Victim suffered significant psychological trauma
A MOTHER-of-six whose dogs savaged a little boy in a horror pack attack has been jailed for nine months
Burnley Crown Court heard how victim Sam Leverett suffered significant psychological trauma as well as terrible injuries in the attack on March 1st and may never fully recover.
Jacqueline Cox, whose then home in Burnley was torched weeks after the incident, wiped away tears in the dock as the judge told her those who kept packs of dogs had serious responsibilities which must not be neglected.
Recorder David Manley, who banned Cox from keeping dogs for 10 years, told her the only possible sentence was prison.
Cox (38), of Albion Street, Brierfield, had earlier admitted an aggravated offence of keeping dogs dangerously out of control. She had no previous convictions.
Mr Peter Horgan (prosecuting) said at the time the defendant lived with her family in Burnley. They had five dogs and a number of puppies.
On March 1st, the defendant was alone in the house and in charge of the animals.
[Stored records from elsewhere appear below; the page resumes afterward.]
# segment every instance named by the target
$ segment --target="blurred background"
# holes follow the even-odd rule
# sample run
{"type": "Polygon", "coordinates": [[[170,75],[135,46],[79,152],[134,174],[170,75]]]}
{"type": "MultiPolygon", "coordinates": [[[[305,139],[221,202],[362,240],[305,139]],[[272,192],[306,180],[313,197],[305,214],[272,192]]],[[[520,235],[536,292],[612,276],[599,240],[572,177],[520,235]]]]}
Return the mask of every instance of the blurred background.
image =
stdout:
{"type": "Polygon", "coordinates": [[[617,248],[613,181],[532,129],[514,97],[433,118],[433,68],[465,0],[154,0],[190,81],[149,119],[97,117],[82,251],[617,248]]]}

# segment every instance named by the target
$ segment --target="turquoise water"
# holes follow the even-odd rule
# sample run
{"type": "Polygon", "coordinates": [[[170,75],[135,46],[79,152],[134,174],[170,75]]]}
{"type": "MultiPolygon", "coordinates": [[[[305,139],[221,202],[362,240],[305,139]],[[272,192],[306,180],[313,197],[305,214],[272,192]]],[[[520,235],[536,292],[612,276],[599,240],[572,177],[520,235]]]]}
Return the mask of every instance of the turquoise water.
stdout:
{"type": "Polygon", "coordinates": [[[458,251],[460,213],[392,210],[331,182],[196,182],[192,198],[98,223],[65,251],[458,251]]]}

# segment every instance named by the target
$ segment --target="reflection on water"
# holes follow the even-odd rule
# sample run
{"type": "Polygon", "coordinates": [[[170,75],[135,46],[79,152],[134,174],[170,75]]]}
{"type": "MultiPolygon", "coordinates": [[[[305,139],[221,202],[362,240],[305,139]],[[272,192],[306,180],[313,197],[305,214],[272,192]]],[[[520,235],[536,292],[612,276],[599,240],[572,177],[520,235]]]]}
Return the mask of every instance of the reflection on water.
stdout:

She should have exercised more care but they got out and were roaming around.
Mr Horgan said a man named Robert Ashworth was walking his dog on Whittlefield Recreation Ground and saw a pack of dogs wandering across the grass. They stopped and as he approached he was horrified to discover they were attacking the child, who was screaming for help.
The victim's clothes were being ripped from his body and he had a number of bleeding wounds. Mr Ashworth and two 13-year-old girls dashed to Sam's aid shouting to try and distract the pack and Mr Ashworth let his own dog off its lead. The trio continued to yell at the dogs until they ran off. Sam was immediately taken to Burnley General Hospital and then transferred to Booth Hall Children's Hospital in Manchester. He had suffered 27 puncture wounds and lacerations to his arm, legs, face, chest and stomach.
He later underwent three operations lasting a total of 10 hours and couldn't go to school or play with his friends for five weeks.
The prosecutor said when police went to Cox's home she was sitting on the settee with two snarling dogs. Mr Ashworth identified four animals as having taken part in the pack attack. The defendant told officers she believed the dogs had been in the house that day.
Mr Philip Holden (defending) said there was no getting away from the fact Sam's injuries were absolutely horrendous but he said on Cox's behalf the culpability as far as she was concerned lay in the fact she allowed the dogs to escape from her home. What happened afterwards could not have been contemplated.
Cox was shocked by what took place and the photographs of Sam's injuries had extremely upset her. She would have to live with what happened to the boy.
Mr Holden said proceedings over the attack had been started against Cox's son and daughter but the Crown did not continue the allegations.